Having personally spent several days answering premiere questions for very passionate “Glee” fans, I can confirm that many do see each character as possessing unique value and might feel underwhelmed–if not betrayed–by the lack of personalized characterization in the episode.
New characters Marley and Jake both have potential, but in typical Ryan Murphy fashion, their personality traits, backstories and connections to other characters are exaggerated so that viewers do not have to “think” about how the characters might fit in.
Of course Marley is the daughter of the overweight lunch lady. Of course her economically-disadvantaged mom sews J. Crew tags into her Wal-Mart clothes. Of course she joins Rachel on a duet of “New York State of Mind” in the episode entitled “The New Rachel.”
As for Jake, of course he is “surprisingly” connected to a previous character; a connection so obvious that FOX did not even bother hiding his last name from publicity materials.
In order to sell the “horror” of New York, Rachel, meanwhile, shows far thinner skin than she ever has. While Rachel has always dealt with insecurities, the idea that she would be so emotionally-crushed by having to live with a sexually-charged roommate or deal with a mean dance instructor seems excessive. “Glee” feels comfortable using its “star” Rachel to establish the challenge of the world beyond Lima, but it has to dampen what we know about Lea Michele’s character in order to fully get there.
The result is that the episode, which has a very appealing premise regarding the question of “fitting in,” struggles to captivate. The events of the premiere seem compelling on paper, and indeed are at times, but ultimately feel flat when occurring on the screen.
The fact that the humor, outside of the occasional one-liner from Brittany or Kitty, is lacking and the performances are unmemorable does not help things. “Glee” is enough of a musical comedy to get by on those elements even when the drama and characterization are lacking, but when the latter two qualities are flat and the former are unimpressive, there is no way for the episode to dazzle.

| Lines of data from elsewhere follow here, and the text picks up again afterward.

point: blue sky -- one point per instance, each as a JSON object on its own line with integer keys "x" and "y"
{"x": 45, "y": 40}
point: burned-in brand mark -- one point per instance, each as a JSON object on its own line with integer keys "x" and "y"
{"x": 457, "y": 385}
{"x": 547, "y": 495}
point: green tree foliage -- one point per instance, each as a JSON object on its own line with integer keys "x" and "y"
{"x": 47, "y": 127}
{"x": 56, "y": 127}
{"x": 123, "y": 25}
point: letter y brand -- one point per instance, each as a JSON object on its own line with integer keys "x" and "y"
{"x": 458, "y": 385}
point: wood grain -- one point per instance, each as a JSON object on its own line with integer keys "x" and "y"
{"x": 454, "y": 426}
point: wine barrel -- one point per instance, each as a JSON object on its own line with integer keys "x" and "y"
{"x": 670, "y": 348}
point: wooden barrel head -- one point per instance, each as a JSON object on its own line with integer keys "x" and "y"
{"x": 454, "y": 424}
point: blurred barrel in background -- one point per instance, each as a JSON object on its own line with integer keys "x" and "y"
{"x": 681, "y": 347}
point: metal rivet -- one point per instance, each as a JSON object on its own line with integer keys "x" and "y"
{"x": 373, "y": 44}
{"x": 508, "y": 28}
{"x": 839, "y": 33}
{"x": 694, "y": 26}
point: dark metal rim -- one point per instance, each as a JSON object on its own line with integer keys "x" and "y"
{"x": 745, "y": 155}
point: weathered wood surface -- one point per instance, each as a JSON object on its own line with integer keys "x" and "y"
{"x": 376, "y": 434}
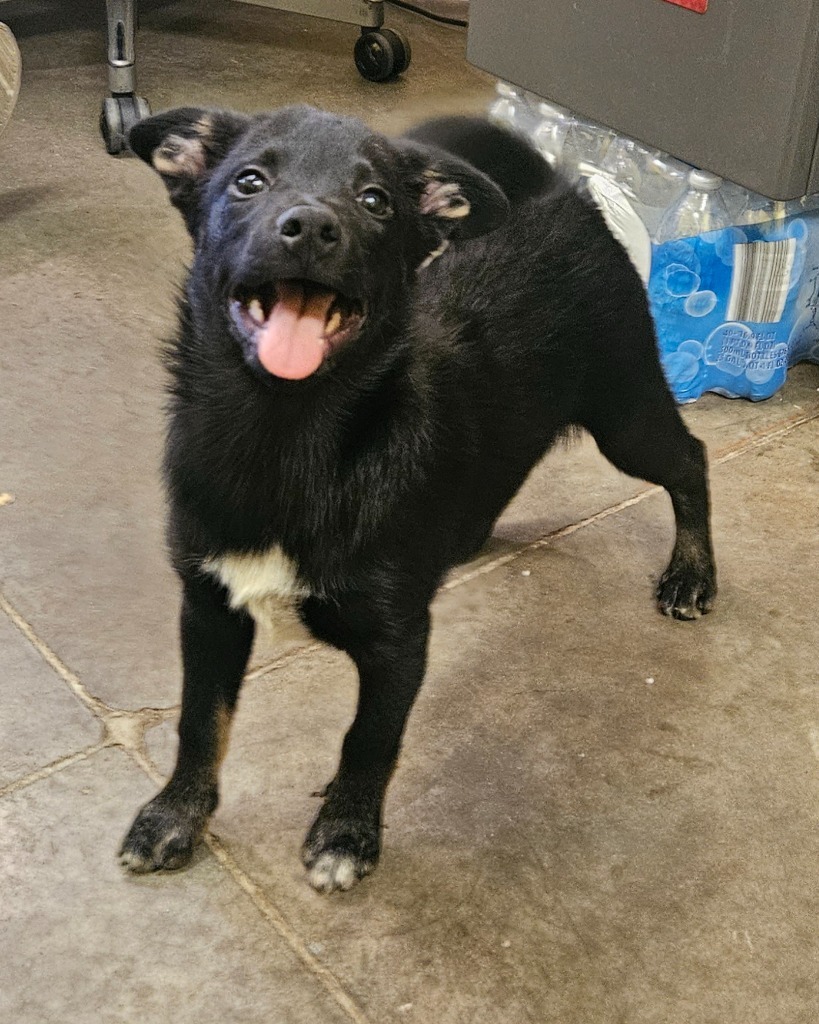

Because it cared about developing a multi-layered relationship between Kurt and his father Burt, anytime it went to that well in the first season, “Glee” scored big time. In poetic fashion, Mike O’Malley absolutely steals the episode with a phenomenal scene that includes great “awesome dad” dialogue and a tremendous emotional showing from the one-time “Guts” host.
With its new characters and with the spotlight on some familiar faces, “Glee” has the chance to excel if it can devote the same investment to their development.
And it is for that reason that Thursday’s premiere, while unspectacular, still presents some cautious optimism about the upcoming season of “Glee.”
Call Me Maybe – An atrocious cover of the song that comes a few months too late.
Americano/Dance Again – Kate Hudson is competent, but it is certainly nothing about which to write home.
Never Say Never – Jacob Artist shows some nice vocal swagger, but The Fray’s ballad is not the most lively song.
NY State of Mind – Lea Michele and Melissa Benoist deliver the best vocal moment of the show, but it is hard to get too excited about a Billy Joel song “popularized by Barbra Streisand” in 2012.
It’s Time – Darren Criss delivers a credible version of the Imagine Dragons song, which is probably the episode’s best chance at a successful iTunes single.
Chasing Pavements – Melissa Benoist shows off a lot of vocal talent, but by being such a straight cover, she is inevitably compared to Adele, who is obviously leagues better.
The Burning Question: Who’s Back?
While most regular “Glee” cast members are still on the show and expected to appear throughout the season, not all show up on the premiere.
Returning New Directions Artie, Tina, Joe, Sugar, Sam, Brittany and Blaine all appear.
Unique returns and joins the New Directions.
New Directions alumni Rachel and Kurt appear.
Sue Sylvester and Will Schuester appear.
Burt Hummel appears.
Minor characters like Jacob and “Stoner” Brett appear.